Eric Schneidewind, president-elect of the AARP, in Washington, suggested as possible pay-fors expanding the use of competitive bidding for durable medical equipment (DME), recouping overpayments to Medicare Advantage plans, and implementing under Medicare the drug rebates given in the Medicaid program.

However, both Umbdenstock and Schneidewind said that they didn’t want any pay-fors to negatively affect their constituencies. “Offsets should not come from other providers, including hospitals … who are already being paid less than the cost of providing these services,” Umbdenstock told the subcommittee.

“Half of all Medicare beneficiaries live on income of $23,500 per year or less, and spend [an average of] 17% of their income on healthcare,” Schneidewind said. “The typical Medicare beneficiary cannot afford to pay more out of pocket.”

Tort reform also came under discussion at the hearing. “Hospitals and physicians continue to face skyrocketing costs for professional liability insurance,” Umbdenstock noted, suggesting that the system needs to be reformed.

Rep. Chris Collins (R-N.Y.) said that according to the Congressional Budget Office, liability reform and the resulting decrease in defensive medicine “could pay for half of this SGR fix but could also save a lot of money in other areas beyond Medicare.”

Geraldine O’Shea, DO, first vice president of the American Osteopathic Association board of trustees, touted the benefits of MICRA, the California law that limits “pain and suffering” damage payments in medical malpractice cases. “MICRA is a gift to physicians,” said O’Shea, an internist in Jackson, Calif.

“If you contain costs this way, it lowers the overhead,” she continued. “I know some of my ob/gyn colleagues … work 4 to 5 months out of the year just to pay for medical malpractice [coverage] … It’s a big issue that’s not going to go away.”

McAneny agreed that tort reform would be helpful. “If we were able to divert all the efforts made toward triple checking and testing to cover ourselves, I think we could divert a lot of our money to better care for patients,” she said.

Rep.
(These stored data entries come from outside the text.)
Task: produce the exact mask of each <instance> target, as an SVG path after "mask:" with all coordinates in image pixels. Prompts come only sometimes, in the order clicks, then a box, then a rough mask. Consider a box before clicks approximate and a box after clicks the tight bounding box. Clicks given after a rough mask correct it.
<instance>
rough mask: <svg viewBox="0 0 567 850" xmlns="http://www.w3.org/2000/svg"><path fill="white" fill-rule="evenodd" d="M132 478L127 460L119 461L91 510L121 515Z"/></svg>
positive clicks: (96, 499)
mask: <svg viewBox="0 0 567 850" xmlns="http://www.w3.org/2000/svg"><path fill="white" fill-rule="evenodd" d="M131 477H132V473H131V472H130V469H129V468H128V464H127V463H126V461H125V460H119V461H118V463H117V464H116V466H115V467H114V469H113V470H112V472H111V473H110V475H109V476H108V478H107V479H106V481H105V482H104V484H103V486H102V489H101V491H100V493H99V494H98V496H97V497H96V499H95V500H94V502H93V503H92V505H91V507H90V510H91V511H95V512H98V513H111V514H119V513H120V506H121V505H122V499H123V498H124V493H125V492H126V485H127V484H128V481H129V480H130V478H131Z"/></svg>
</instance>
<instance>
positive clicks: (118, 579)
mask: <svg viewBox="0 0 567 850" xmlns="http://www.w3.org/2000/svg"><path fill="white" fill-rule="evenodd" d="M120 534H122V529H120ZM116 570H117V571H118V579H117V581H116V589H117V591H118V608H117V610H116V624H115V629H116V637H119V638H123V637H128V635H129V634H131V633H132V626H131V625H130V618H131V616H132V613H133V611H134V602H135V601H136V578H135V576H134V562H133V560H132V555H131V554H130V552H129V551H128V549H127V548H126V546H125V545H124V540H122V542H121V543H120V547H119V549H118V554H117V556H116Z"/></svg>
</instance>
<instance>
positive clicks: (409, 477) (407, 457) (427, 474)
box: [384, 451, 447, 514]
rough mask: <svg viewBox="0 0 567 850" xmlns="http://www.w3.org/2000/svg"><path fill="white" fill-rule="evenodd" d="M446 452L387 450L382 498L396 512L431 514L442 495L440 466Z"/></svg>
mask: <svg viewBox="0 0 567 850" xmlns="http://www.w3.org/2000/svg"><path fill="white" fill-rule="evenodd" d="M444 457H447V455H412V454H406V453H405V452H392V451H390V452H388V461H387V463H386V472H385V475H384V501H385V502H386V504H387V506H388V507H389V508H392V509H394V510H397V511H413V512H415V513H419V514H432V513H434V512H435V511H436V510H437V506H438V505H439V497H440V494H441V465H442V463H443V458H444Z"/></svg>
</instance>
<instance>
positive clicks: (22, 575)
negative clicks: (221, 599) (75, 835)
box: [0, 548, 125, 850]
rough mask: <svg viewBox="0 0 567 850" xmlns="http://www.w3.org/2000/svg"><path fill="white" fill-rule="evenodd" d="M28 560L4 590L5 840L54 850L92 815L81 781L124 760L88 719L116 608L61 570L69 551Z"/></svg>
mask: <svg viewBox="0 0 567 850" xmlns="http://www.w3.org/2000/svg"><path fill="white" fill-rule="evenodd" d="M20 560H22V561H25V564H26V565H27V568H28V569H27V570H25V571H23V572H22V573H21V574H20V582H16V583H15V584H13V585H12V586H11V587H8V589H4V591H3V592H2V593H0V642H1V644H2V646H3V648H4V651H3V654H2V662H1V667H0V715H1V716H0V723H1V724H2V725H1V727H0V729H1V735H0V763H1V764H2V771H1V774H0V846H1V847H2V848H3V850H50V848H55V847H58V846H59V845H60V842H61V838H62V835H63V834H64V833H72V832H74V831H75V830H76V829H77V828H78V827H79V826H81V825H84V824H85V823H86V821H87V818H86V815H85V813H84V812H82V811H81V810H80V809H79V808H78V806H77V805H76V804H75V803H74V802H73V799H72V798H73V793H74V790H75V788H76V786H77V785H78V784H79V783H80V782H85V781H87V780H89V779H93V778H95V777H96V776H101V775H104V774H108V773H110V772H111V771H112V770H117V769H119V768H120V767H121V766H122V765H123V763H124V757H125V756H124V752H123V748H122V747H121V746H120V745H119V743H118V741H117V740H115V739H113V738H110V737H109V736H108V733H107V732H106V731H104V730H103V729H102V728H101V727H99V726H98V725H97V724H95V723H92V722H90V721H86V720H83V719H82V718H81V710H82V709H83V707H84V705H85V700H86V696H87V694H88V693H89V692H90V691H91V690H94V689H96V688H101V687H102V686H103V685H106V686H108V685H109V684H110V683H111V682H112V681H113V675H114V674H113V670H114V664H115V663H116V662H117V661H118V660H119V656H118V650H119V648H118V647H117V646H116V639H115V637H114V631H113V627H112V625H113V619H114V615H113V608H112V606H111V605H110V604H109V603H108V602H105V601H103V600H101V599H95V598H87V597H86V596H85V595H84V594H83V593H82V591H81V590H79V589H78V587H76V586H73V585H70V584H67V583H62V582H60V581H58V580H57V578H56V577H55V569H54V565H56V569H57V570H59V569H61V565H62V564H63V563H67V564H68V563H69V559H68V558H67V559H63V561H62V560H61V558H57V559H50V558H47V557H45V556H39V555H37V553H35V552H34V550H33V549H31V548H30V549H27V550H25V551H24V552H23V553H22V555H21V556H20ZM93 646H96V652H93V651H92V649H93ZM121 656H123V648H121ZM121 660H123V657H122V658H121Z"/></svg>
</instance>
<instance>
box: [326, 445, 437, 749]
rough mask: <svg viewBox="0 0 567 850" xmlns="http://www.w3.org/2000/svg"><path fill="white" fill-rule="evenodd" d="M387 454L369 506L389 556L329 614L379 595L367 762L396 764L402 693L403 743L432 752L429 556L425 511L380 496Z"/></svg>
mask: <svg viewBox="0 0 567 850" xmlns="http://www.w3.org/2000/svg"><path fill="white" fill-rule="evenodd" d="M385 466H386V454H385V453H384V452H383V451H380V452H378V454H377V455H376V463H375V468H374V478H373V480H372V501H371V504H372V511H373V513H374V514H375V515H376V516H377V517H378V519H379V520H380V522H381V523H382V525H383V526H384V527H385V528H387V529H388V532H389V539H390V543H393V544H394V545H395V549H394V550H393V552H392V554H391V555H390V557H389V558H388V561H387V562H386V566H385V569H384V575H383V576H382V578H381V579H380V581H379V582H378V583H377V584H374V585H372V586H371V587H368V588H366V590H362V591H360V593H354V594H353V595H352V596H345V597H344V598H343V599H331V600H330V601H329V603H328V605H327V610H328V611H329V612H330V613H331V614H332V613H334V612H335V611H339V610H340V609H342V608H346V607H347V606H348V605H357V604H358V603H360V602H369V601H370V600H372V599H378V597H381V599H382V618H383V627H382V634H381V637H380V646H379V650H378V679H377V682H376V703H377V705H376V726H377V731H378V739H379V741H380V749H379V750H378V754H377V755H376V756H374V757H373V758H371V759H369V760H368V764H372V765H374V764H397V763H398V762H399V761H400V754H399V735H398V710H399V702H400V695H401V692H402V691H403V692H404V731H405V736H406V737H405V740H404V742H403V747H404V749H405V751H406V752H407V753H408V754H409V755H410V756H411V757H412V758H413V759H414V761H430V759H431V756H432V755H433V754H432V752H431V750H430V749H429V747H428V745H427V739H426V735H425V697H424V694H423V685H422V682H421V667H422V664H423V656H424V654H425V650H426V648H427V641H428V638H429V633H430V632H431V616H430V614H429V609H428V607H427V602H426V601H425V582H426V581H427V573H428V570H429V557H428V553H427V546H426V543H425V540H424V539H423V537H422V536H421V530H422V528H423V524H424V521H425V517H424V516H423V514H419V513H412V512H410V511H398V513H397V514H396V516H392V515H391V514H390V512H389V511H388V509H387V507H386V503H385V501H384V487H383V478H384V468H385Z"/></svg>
Morgan Griffith (R-Va.), said one problem with applying a law like MICRA nationwide is that California uses a legal concept known as “comparative negligence,” in which the fault or negligence of various parties is assessed based on their contributions to the incident, whereas other states — like Virginia — use “contributory negligence,” in which if an injured party even slightly contributed to a mishap, they could not collect any damages against a more negligent party.

“If you apply the California model [nationwide], it would completely reverse 400 years of Virginia law,” he said. “There are ways to have tort reform without making it ‘one size fits all.'”

Subcommittee vice-chairman Brett Guthrie (R-Ky.) seemed pleased afterward with how the hearing went. “I think we built a strong consensus [that] the SGR needs to be fixed. The question is how we’re going to pay for it,” he told MedPage Today. “My understanding … is that we’re still exploring all possibilities and figuring out where to go by March 31,” when the current “patch” for the SGR runs out.